Le constat paradoxal qu’il m’a semblé percevoir au cours de la recherche est la disjonction grandissante entre, d’une part, la posture de « neutralité économique » de la Constitution tenue par les juridictions constitutionnelles et défendue par une partie de la doctrine et, d’autre part, la « sanctuarisation » croissante, dans un grand nombre de systèmes juridiques, de choix de politique économique, non seulement dans les textes (droit de l’UE), mais aussi dans les jurisprudences de certains juges chargés de les interpréter, via notamment la hiérarchisation opérée entre libertés économiques classiques (droit de propriété, liberté d’entreprendre, liberté contractuelle), défendues de manière très systématique, et droits sociaux, à la justiciabilité pour le moins relative.
Comment articuler libertés économiques classiques et droits sociaux ?
Il ne m’appartient pas comme scientifique de dire la « bonne » façon de les articuler, cela dépend des valeurs de chacun et relève d’un choix politique. Tout ce que je me borne à relever est que la configuration actuelle n’est pas neutre, contrairement à ce qui est souvent avancé.

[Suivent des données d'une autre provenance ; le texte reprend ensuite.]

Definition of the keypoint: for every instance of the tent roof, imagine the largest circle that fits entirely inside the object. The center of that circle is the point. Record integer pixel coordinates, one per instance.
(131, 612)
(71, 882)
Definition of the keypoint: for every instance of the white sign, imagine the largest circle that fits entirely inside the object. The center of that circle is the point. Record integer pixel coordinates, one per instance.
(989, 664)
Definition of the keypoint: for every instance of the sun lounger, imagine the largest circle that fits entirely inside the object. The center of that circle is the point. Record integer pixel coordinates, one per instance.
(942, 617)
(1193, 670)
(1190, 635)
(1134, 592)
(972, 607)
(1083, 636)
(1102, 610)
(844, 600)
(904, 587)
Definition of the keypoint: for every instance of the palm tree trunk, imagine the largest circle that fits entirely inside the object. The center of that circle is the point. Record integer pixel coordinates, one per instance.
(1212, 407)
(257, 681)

Pour ne donner qu’un exemple, la « réserve du possible » consacrée par les juges pour justifier le recul des droits sociaux sur la base d’arguments budgétaires n’existe pas lorsqu’est en cause une atteinte au droit de propriété ou à la liberté d’entreprendre. Cela ne veut pas dire qu’une autre configuration serait plus neutre ou meilleure, mais il faut avoir conscience que celle actuelle n’est pas la seule possible. Autrement dit, il s’agit de dénaturaliser ce qui se présente comme « objectif ».
Le questionnaire de Désiré Dalloz
Quel est votre meilleur souvenir d’étudiant ?
Assez classiquement, je crois que c’est l’arrivée sur le campus et les premiers cours en première année, qui est conçue à la faculté de droit de l’Université de Liège certes comme une introduction au droit et à sa technique, mais aussi plus largement comme un éveil aux sciences sociales, de sorte que j’ai réellement eu le sentiment de découvrir de nouveaux territoires de la pensée. Après, si je dois mentionner un enseignement en particulier, c’est celui du Professeur Nicolas Thirion, qui nous a particulièrement sensibilisés, dans les cours de Théories du droit puis de droit économique, à l’importance de mettre en perspectives théorique et historique le phénomène juridique — et qui m’a fait ensuite l’honneur d’être mon directeur de thèse.
Quels sont votre héros et votre héroïne de fiction préférés ?
Question difficile. Ce n’est sans doute ni un « héros » ni même mon personnage de fiction préféré, mais une figure qui m’a profondément marqué est sans doute Javert dans Les Misérables, qui incarne « la possibilité d’une larme dans l’œil de la loi » pour reprendre la métaphore d’Hugo. Il exprime à la fois — ou plutôt tour à tour — la brutalité d’une justice trop sûre de son autorité et de son infaillibilité, la capacité ultimement de douter, de s’amender et de reconnaître dans un forçat un égal, digne de respect, et enfin la difficulté d’avancer face à sa seule conscience, une fois tombés les dogmes — qu’il résout finalement en exerçant sa liberté ultime, n’étant pas capable de survivre à ses contradictions et de trouver la manière d’en donner sens par lui-même.
Quel est votre droit de l’homme préféré ?
Je dirais la liberté de pensée et de conscience, car c’est d’une certaine façon la condition de possibilité des autres et aussi le plus irréductible, le dernier qui reste même lorsque les autres sont attaqués ou abolis. Puis le droit à l’éducation sans doute aussi, car l’exercice d’une telle liberté de pensée et de conscience n’est pas inné mais s’acquiert et s’édifie par un lent travail d’apprentissage, qui est avant tout une œuvre collective.